Sat, 17 Feb 2007

Semantic web content resolution

In a comment on my recent post about content resolution and the MTV playlist archive, Danny Ayers brings in the semantic web toolkit:

Weaving a XSPFing yarn

I suspect a GRDDL/RDF/SPARQLing hammer could hit this nail on the head too

I'd love to see that done. Though, GRDDL requires XML input, and since the original data isn't in a XML-ish format (yet) it would have to be converted to one, and that XML format would probably be best as XSPF itself. These tools are complementary, not mutually exclusive.
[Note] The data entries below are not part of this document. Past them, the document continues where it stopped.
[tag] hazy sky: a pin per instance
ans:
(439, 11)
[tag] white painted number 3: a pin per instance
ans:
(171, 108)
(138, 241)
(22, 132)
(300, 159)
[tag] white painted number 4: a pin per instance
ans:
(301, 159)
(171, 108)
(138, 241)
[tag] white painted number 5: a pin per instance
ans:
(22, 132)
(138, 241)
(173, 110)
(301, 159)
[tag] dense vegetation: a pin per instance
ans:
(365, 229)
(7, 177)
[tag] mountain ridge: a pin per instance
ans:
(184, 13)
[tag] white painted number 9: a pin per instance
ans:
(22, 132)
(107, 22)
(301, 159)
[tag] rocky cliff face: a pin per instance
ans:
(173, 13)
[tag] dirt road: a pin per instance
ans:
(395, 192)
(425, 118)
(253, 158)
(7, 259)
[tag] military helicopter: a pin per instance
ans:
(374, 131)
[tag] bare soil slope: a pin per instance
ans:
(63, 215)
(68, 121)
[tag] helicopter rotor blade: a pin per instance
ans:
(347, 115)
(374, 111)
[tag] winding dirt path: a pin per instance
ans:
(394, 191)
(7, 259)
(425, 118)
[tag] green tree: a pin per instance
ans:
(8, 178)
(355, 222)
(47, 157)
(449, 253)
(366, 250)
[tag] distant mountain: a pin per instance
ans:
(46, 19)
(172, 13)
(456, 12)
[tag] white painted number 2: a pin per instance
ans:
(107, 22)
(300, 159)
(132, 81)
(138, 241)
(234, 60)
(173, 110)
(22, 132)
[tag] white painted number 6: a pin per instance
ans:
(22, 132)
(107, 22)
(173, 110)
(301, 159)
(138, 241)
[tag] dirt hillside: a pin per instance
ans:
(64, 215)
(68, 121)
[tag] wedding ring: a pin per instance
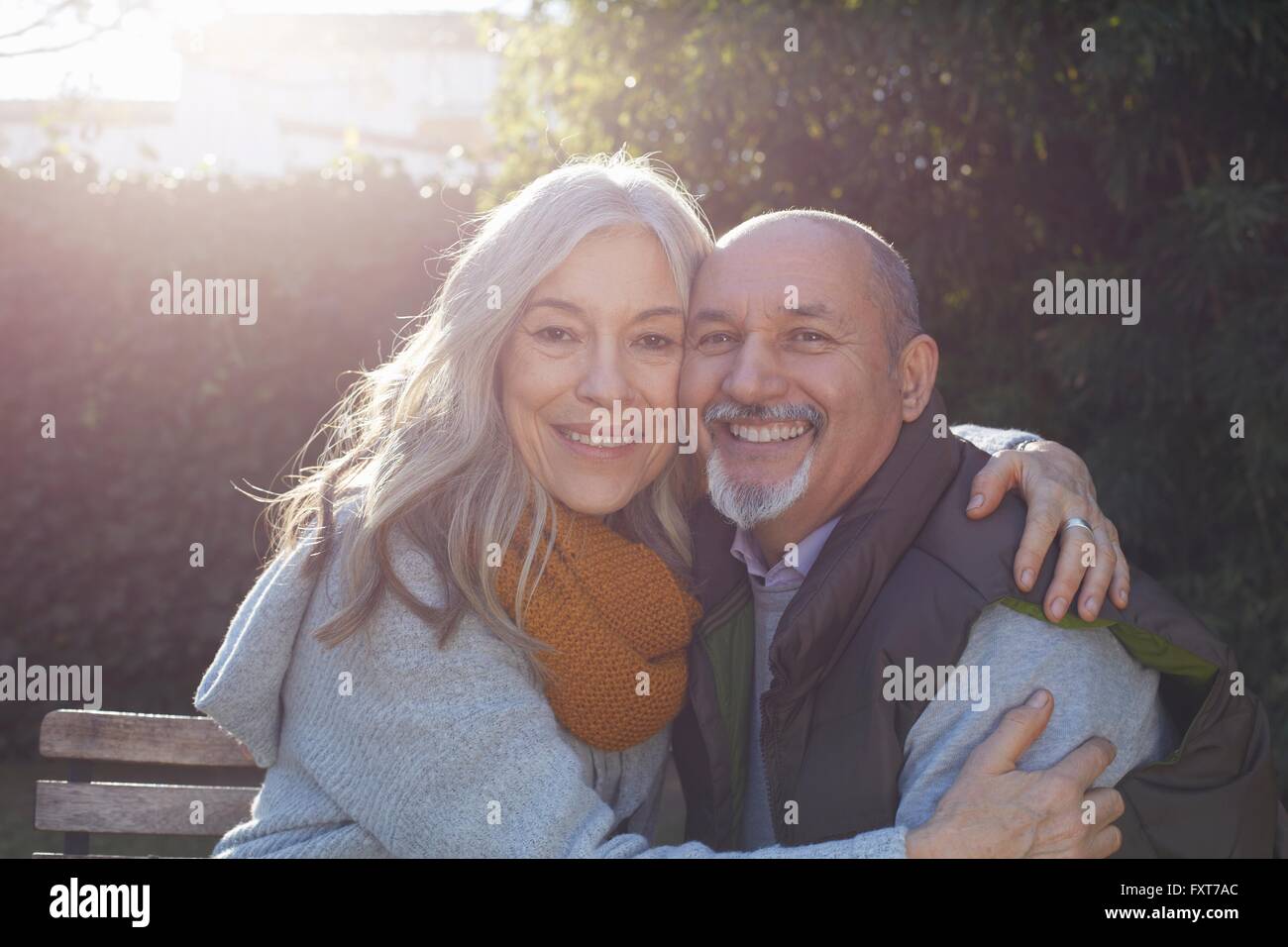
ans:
(1078, 522)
The chain of transforms would be:
  1. source document -> (custom scraper)
  2. XSPF -> (GRDDL) ->
  3. RDF -> (SPARQL) ->
  4. songs

The relationship between SPARQL and content resolution is new to me. It's an interesting similarity. The one reservation I have is that content resolution has an aspect of computational linguistics which would be hard to do in SPARQL. (Given my very limited understanding of SPARQL).

About using GRDDL to convert XSPF to RDF, that's completely in harmony with the design of XSPF -- we always intended it to be an intermediate format facilitating transfer, sharing and repurposing. That it's in the middle of the chain of transforms above is no surprise.